Le rôle international de M. Cooper a été renforcé par son appartenance au comité directeur de la Table ronde de Caux (CRT), groupe de cadres supérieurs d'entreprises basé en Suisse, fondé en 1986. La CRT promeut les valeurs de l'entreprise dans le monde entier et s'est réunie dans des pays tels que la Chine, le Japon, l'Inde, le Mexique et les États-Unis. Cooper a participé à la rédaction des Principes pour l'entreprise de la CRT, un code international de bonnes pratiques très apprécié, publié en 1994. Bien qu'il soit anglican, le Vatican a reconnu sa contribution aux valeurs des entreprises en lui conférant cette année-là un titre de chevalier pontifical de l'ordre de Saint-Grégoire le Grand.
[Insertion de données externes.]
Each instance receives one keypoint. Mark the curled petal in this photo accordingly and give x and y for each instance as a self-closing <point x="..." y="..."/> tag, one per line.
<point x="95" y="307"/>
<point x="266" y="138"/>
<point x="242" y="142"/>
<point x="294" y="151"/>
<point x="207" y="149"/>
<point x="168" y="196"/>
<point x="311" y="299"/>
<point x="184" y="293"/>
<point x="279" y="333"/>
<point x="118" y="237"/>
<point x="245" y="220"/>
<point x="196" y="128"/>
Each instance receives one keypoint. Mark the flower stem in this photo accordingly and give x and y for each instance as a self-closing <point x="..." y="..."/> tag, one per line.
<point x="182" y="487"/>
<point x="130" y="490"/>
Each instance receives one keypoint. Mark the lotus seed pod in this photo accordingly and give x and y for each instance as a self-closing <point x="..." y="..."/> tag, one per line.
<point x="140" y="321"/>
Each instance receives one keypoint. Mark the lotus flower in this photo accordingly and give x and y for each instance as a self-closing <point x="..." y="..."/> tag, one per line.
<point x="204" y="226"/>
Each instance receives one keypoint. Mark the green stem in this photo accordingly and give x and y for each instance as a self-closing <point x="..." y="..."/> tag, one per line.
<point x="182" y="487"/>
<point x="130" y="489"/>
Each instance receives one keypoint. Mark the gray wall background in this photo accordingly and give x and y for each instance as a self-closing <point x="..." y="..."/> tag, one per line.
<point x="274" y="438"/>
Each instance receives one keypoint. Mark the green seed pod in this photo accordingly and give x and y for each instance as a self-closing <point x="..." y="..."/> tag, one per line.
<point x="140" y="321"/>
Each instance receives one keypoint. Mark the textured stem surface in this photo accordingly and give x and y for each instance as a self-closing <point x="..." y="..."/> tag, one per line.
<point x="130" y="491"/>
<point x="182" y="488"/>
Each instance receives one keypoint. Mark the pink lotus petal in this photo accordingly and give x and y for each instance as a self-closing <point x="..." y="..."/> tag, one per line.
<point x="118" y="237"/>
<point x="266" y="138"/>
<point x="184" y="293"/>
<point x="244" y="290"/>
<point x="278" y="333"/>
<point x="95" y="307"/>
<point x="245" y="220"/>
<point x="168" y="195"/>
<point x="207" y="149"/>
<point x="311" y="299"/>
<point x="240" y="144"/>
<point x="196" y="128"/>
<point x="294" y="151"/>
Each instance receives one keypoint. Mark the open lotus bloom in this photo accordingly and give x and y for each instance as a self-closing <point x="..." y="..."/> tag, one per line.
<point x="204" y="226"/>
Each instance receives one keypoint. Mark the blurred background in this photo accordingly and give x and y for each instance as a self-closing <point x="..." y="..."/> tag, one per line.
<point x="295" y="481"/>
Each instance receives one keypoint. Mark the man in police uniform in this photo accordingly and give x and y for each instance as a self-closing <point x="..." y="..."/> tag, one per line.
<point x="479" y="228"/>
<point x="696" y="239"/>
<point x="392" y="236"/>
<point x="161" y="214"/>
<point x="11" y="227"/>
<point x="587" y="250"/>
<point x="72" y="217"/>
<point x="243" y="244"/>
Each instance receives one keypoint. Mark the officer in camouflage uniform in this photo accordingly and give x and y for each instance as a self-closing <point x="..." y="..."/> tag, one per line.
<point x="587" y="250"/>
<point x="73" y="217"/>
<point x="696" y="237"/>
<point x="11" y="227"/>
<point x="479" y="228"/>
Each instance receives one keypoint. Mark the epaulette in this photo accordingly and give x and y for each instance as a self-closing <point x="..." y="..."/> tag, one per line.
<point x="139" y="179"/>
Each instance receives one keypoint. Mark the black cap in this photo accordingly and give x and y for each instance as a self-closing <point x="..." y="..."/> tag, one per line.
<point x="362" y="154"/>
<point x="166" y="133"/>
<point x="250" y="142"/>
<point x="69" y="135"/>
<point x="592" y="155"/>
La citation décrivait son travail comme "le levain dans la pâte du monde des affaires".
En 2001, la CRT terminait sa réunion à Londres le 11 septembre, organisée par Cooper et à laquelle s'est adressé le secrétaire au développement international Clare Short, lorsque la nouvelle des atrocités terroristes aux États-Unis est tombée, stupéfiant les chefs d'entreprise américains qui y participaient.
Passionné de théâtre, Cooper a été président des Amis du Westminster Theatre lorsqu'il appartenait au mouvement du Réarmement Moral. Il a également été membre du Magic Circle pendant 46 ans, se produisant lors de conférences commerciales internationales et de fêtes d'anniversaire pour enfants. Bien qu'il soit amateur, il a été élu au cercle magique intérieur en janvier 1995. Lorsqu'on lui demande ce qui est le plus difficile, tromper son public ou amener les hommes d'affaires à faire preuve d'éthique, il répond sans équivoque : "Oh, sans aucun doute embobiner le public. J'ai une grande estime pour mes collègues du monde des affaires, dont la majorité, je crois, fait partie des éléments les plus éthiques de notre société."
Il est décédé d'une crise cardiaque à Londres, à l'âge de 78 ans, après une longue maladie. Il laisse derrière lui sa femme et ses deux filles mariées.
Neville Cooper, homme d'affaires, président de la Christian Association of Business Executives (1985-1997), fondateur et président de l'Institute of Business Ethics (1986-1997), né le 7 juin 1924, marié à Barbara Jardine en 1964, décédé le 9 septembre 2002.